11. Convert Notebook Thinking Into Script Thinking
Notebook:
load data
inspect data
clean one issue
chart something
try another ideaScript:
load_data()
clean_data()
build_report()
main()The notebook helps you discover the workflow. The script makes it repeatable.
Decision Table
| Situation | Use |
|---|---|
| Learning pandas | Notebook |
| Building a CLI tool | Script |
| Creating charts for exploration | Notebook |
| Creating a daily report pipeline | Script |
| Teaching a data concept | Notebook |
| Writing tests | Script |
FAQ
Is Jupyter only for data science?
No, but it is most useful for data analysis, visualization, teaching, and experimentation.

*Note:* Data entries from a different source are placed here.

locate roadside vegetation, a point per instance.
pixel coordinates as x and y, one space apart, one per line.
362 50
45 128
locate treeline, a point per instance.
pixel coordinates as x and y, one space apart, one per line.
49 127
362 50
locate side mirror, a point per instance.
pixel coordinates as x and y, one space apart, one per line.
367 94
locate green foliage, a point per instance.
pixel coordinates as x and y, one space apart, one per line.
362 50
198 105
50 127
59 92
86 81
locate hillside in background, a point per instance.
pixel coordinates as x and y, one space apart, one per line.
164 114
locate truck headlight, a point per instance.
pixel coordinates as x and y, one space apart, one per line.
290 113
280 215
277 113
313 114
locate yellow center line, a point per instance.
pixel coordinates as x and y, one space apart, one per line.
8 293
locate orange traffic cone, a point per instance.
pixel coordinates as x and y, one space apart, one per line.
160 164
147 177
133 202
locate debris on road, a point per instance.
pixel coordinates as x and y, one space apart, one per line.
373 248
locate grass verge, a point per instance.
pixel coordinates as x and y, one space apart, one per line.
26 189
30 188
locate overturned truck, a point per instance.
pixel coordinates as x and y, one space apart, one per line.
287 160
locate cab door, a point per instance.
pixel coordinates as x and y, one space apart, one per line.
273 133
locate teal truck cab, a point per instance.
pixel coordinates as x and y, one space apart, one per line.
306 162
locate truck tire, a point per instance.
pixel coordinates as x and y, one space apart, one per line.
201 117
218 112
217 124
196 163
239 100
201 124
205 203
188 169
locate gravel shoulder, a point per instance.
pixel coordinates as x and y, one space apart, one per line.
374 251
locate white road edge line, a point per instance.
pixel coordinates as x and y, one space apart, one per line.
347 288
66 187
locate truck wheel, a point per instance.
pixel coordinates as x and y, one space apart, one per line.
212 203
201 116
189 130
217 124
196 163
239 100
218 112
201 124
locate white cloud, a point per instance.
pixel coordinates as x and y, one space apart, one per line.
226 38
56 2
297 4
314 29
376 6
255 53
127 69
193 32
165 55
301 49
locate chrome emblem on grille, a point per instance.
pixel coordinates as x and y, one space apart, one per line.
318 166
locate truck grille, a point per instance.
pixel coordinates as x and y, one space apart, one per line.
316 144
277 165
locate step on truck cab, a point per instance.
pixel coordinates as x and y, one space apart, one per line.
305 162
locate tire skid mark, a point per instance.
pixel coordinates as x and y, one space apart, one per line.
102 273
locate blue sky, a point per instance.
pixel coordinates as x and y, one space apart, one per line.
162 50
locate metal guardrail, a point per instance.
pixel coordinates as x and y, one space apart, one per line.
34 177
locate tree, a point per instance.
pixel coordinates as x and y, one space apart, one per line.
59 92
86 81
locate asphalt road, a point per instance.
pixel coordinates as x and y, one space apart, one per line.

Can I use notebooks in VS Code?
Yes. Install the Python and Jupyter extensions, then select the correct kernel.
Why does my notebook remember old variables?
The kernel keeps state until restarted. Use Restart Kernel and Run All to check if the notebook is truly reproducible.
Should I upload .ipynb or .py for projects?
For learning projects, notebooks are useful. For production-style projects, provide scripts too.
Final Checklist
Windows:
py -m venv .venv
.\.venv\Scripts\Activate.ps1
python -m pip install jupyterlab ipykernel pandas
jupyter labmacOS:
python3 -m venv .venv
source .venv/bin/activate
python -m pip install jupyterlab ipykernel pandas
jupyter labInside a notebook:
import sys
print(sys.executable)Explanation
- The code imports the sys module which provides access to system-specific parameters and functions
- It uses sys.executable to retrieve the path to the Python interpreter currently running the script
- The print function outputs this path to the console, showing where Python is installed or being executed from
- This is commonly used for debugging purposes or when you need to verify which Python environment is being used
- The output typically shows the full file path like /usr/bin/python3 or C:\Python39\python.exe depending on the system
If the path contains .venv, your notebook is using the right Python.